PLanet of the Apes. No?

I can think of a couple of time travel novels.

The Time Machine by H. G. Wells? The Eloi and Morlocks were future Earth species. A World Out of Time by Larry Niven set three million years in the future.

Both of these depict future human evolved species and are probably not what you’re looking for.

“Bones of the Earth” by Michael Swanwick

Orson Scott Card’s Children of Earth series is about humans from a distant colony returning to Earth millenia after the native humans had wiped themselves out. The planet is now inhabited by two different native intelligent species, neither descended from the original human inhabitants.

I can’t for the life of me remember what the two species were, or how much they remembered about human civilization, because by that point in the series, the books had turned to utter crap.

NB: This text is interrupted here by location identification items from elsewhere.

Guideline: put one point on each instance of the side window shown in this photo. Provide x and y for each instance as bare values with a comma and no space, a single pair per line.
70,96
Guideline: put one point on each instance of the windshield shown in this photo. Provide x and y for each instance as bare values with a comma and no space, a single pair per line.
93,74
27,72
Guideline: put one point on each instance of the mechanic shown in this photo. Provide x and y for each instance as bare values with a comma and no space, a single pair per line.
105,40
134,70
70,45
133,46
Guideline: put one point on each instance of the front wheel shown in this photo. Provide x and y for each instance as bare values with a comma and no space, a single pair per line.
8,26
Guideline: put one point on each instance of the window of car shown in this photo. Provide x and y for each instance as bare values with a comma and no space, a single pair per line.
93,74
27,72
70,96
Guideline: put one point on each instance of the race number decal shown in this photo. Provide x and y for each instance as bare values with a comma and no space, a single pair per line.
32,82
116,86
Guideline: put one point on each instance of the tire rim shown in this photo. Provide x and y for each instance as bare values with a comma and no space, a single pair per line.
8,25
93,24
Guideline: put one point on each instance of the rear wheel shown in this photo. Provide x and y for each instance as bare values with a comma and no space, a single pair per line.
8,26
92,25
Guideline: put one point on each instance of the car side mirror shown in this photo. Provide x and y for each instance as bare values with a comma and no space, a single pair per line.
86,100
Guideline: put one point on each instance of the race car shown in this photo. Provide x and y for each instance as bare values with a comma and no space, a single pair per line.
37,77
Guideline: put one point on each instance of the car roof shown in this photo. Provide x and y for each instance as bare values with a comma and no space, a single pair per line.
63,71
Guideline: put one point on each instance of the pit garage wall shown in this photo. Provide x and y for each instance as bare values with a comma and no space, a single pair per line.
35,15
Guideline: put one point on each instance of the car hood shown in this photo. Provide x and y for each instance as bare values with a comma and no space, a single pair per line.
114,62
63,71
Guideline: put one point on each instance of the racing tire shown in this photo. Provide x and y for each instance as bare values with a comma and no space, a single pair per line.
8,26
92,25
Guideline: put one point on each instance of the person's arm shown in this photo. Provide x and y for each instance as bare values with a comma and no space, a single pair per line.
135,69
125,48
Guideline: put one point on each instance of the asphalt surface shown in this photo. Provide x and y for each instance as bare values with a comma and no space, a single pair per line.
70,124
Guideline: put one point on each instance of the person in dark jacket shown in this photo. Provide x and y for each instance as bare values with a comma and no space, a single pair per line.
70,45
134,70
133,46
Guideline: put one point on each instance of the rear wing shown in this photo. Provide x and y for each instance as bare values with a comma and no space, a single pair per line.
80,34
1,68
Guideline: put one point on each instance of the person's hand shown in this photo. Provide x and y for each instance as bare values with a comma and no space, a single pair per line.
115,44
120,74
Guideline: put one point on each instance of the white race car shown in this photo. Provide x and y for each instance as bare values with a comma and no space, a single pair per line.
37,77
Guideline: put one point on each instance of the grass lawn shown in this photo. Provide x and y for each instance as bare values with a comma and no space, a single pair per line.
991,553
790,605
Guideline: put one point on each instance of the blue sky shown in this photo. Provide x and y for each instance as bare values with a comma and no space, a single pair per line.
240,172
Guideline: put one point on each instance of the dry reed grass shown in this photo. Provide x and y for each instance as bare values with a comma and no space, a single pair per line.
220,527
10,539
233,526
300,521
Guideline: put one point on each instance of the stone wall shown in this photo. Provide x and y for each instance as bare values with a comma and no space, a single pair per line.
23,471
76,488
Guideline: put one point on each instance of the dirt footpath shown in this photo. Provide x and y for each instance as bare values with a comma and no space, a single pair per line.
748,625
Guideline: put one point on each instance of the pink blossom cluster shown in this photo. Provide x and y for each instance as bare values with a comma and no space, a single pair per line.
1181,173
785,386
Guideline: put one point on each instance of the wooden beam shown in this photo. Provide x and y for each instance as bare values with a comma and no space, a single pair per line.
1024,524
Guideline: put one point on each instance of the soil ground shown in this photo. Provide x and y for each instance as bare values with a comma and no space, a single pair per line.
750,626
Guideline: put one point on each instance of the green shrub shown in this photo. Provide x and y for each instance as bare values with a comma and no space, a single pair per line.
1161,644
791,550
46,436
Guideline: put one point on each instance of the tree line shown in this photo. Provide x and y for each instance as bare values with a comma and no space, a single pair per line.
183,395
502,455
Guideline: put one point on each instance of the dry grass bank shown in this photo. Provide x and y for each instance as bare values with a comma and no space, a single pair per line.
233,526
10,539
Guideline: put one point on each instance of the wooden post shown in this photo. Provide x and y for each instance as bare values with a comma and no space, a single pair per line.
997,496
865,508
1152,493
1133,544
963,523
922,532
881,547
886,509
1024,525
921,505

Which is the story about someone finding a Mickey Mouse watch . . . and drawing all sorts of conclusions about us from it?

“History Lesson” mentioned above is about finding a Disney cartoon (History Lesson - Wikipedia) - not quite the same, but possibly what you’re thinking of

History Lesson, mentioned above, and it was a Disney film reel.

There was The Stone God Awakes by Philip Jose Farmer. A twentieth-century scientist is accidently put into stasis by a time-freezing ray, and it finally wears off twenty million years later. The Earth’s ecology is dominated by a continent-spanning intelligent tree, which hosts multiple sentient species descended from various mammals. Butagain not quite what you’re looking for, a story about a species discovering they weren’t the first intelligent life forms on Earth.

Clifford D. Simak’s City:

The last episode of 70s-era Battlestar Galactica dealt with this in a way. Apollo and Starbuck intercept a transmission showing the Eagle approaching Earth’s Moon, but never quite manage to identify the originating point of the broadcast.

There is a nice little book by David Macauly called MOTEL OF THE MYSTERIES dealing with what future archeologists discover in the Toot and Come’ On Motel.

Oh, I have that book! It’s hilarious.:stuck_out_tongue: When the first room is opened and the discoverer is asked if he sees anything he replies “Wonderful things!” Which is exactly what Howard Carter said of the stuff he saw in Tut’s tomb. And the picture of the woman wearing the “sacred artifacts” is a parody of a photo of Heinrich Schlieman’s wife, when she wore the jewelry taken from the site of Troy.

And the modern Battlestar Galactica had the group discovering Earth, but it was barren–having been devastated by, presumably, the wars of the long-dead humans. Except… PSYCH! That wasn’t really *our *Earth, it just looked a lot like our Earth. :smack: Then in the finale they finally do find our Earth, but it’s not our future it’s our past! And that character over there? She’s actually an angel, and so are he and she over there, and… just don’t think too hard about any of it.

The Homecoming Saga*, it’s called. IIRC, one of the species is bat-like, having the ability to fly. The other is rat-like, living underground. And, yeah, that series really went south after a promising beginning.

Right. :smack: How I confused an Orson Scott Card series with Torchwood, I’ll never know.

Awesome book! One of my favorites. Hmmmm that reminds me I don’t have a hardcover copy of this. I’ll have to rectify that.

ETA: Ddamn! I love the intarwebz! Took me all of 30 seconds to find a very good 1952 hardcover at a reasonable price!

the movie AI - where our artifacts come back to study our artifacts.

The Apocolypse Troll, by David Weber sounds like it might fit the mark.